| Literature DB >> 35854961 |
Kazuma Shinno1, Yoshiki Arakawa1, Sachiko Minamiguchi2, Yukinori Terada1, Masahiro Tanji1, Yohei Mineharu1, Takayuki Kikuchi1, Hironori Haga2, Susumu Miyamoto1.
Abstract
BACKGROUND: Papillary glioneuronal tumors (PGNTs) are classified as a type of World Health Organization grade I mixed neuronal-glial tumor. Most PGNTs involve cystic formations with mural nodules and solid components in the cerebral hemispheres, and PGNTs occur mainly in young adults. The long-term prognosis of PGNTs remains unclear. OBSERVATIONS: A 38-year-old male had been diagnosed with an arachnoid cyst associated with epilepsy in a local hospital. The initial magnetic resonance imaging (MRI) study showed the tumor as a heterogeneously enhanced nodule in the left postcentral gyrus. Subsequent MRI studies showed slow growth of the tumor for 26 years. He underwent gross total resection to control his epilepsy. The histopathological findings revealed pseudopapillary structures involving hyalinized blood vessels with a single or pseudostratified layer of cuboidal glial cells with round nuclei and scant cytoplasm. At the periphery of the lesion, Rosenthal fibers and acidophilic granule bodies were observed in the gliotic brain tissue. Immunohistochemically, some interpapillary cells were positive for NeuN. On the basis of these findings, the tumor was diagnosed as a PGNT. LESSONS: This PGNT showed slow growth for 26 years. When recognizing a slowly growing tumor in the cerebral hemispheres of relatively young people that is associated with epileptic seizures, PGNT should be considered as a differential diagnosis.Entities:
Keywords: FLAIR = fluid-attenuated inversion recovery; 18F-FDG PET/CT = 18F-fluorodeoxyglucose positron emission tomography/computed tomography; CT = computed tomography; Gd = gadolinium; MRI = magnetic resonance imaging; PFS = progression-free survival; PGNT; PGNT = papillary glioneuronal tumor; T1WI = T1-weighted imaging; T2WI = T2-weighted imaging; epilepsy; long clinical course; neuronal-glial tumor; papillary glioneuronal tumor; seizure; slow growth
Year: 2021 PMID: 35854961 PMCID: PMC9272362 DOI: 10.3171/CASE21266
Source DB: PubMed Journal: J Neurosurg Case Lessons ISSN: 2694-1902
FIG. 1.A: T1WI indicating a nodular tumor with hypointensity in the left parietal lobe. B: Gd-T1WI showing a heterogeneous enhanced component. C: T2WI showing the well-circumscribed tumor with hyperintensity. D: FLAIR indicating brain edema around the tumor. E: 18F-FDG PET/CT showing the tumor with low uptake compared with normal brain parenchyma. F: 11C-Methionine PET/CT showing the tumor with slightly intense uptake.

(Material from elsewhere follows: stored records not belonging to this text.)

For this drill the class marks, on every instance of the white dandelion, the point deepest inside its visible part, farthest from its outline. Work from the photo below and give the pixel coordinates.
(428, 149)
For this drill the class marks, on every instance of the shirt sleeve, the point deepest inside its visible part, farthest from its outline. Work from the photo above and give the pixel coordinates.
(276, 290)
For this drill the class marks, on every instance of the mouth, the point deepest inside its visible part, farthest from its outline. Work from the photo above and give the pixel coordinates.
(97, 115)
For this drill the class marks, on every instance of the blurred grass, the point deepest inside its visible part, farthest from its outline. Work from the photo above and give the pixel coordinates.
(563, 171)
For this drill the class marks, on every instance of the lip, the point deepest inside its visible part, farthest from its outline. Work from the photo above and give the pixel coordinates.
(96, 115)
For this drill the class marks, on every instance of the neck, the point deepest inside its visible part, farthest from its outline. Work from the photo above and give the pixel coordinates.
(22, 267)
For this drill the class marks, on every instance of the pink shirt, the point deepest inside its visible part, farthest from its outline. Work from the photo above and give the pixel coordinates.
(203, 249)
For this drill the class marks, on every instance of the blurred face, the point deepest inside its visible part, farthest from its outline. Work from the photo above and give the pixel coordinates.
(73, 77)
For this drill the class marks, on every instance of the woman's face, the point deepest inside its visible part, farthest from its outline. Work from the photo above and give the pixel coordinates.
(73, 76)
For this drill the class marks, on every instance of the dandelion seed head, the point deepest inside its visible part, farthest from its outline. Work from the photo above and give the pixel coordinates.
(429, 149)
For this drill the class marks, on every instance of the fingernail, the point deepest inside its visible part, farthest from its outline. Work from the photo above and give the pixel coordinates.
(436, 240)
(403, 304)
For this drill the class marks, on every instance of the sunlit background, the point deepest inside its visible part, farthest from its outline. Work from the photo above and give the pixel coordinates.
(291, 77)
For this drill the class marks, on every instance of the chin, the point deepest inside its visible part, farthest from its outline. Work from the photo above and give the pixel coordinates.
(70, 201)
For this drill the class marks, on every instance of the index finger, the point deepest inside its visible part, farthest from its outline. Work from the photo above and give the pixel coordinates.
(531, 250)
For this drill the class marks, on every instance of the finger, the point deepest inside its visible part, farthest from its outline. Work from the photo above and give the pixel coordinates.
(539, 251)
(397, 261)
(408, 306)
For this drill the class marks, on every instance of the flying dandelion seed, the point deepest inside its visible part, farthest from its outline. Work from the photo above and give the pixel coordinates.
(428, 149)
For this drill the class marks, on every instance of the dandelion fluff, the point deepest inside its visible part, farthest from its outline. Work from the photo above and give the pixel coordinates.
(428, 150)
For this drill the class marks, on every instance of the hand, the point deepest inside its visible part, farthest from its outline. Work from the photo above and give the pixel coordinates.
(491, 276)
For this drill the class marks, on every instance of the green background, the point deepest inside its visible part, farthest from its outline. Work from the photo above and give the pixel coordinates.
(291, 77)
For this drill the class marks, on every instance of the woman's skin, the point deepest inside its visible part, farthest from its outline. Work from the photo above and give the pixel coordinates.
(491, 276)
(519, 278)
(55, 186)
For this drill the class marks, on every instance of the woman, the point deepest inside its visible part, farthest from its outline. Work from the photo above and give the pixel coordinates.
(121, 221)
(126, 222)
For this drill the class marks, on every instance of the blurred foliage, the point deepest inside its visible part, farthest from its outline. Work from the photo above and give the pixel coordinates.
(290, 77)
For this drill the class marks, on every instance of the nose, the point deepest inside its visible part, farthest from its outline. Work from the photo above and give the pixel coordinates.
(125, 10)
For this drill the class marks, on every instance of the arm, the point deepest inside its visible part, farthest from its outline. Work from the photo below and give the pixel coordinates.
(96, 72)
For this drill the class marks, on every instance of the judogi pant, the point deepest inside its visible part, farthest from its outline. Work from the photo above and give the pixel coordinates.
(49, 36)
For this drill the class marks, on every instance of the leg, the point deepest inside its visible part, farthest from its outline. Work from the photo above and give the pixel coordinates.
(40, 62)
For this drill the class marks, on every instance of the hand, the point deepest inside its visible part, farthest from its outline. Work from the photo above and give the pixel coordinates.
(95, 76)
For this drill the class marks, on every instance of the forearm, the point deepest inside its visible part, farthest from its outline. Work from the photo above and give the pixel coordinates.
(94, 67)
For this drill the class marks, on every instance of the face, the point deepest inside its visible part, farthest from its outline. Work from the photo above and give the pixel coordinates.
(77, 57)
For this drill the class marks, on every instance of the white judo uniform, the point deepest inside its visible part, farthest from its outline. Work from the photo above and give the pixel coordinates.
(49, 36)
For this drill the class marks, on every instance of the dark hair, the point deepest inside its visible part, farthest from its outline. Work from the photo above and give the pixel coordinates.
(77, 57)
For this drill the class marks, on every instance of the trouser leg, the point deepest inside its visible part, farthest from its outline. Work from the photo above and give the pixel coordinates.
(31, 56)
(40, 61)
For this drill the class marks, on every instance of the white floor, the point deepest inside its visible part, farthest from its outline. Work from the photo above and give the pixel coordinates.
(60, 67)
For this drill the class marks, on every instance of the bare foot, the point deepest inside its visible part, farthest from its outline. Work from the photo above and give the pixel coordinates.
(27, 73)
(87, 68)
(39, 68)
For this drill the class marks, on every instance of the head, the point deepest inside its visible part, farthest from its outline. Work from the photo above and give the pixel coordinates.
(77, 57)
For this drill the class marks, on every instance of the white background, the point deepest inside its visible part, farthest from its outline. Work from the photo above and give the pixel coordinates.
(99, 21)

FIG. 2.A–D: Gd-T1WI scanned at 0, 6, 10, and 11 years after the patient first visited our institute, respectively (i.e., 15, 21, 25, and 26 years after the first diagnosis in a local hospital). The small solid tumor with a small enhanced component was observed in the left parietal lobe in (A). The lesion increased from 14 mm in diameter to 17 mm after 11 years of follow-up in (B–D). The tumor grew slowly, resulting in the expansion of edema.
FIG. 3.A: The tumor showed papillary structures with hyalinized vessels (hematoxylin and eosin [H&E] stain, original magnification ×20). B: The tumor cells had round nuclei with eosinophilic scanty cytoplasm, without nuclear atypia (H&E stain, original magnification ×40). C: Glial fibrillary acidic protein (GFAP) was strongly expressed in the tumor cells (GFAP stain, original magnification ×20). D: Oligodendrocyte transcription factor 2 (Olig2) was positive in the nuclei of interpapillary tumor cells (Olig2 stain, original magnification ×20). E: NeuN positivity was found in some interpapillary cells (NeuN stain, original magnification ×20). F: Synaptophysin was expressed in the cytoplasm of neuronal cells (synaptophysin stain, original magnification ×20).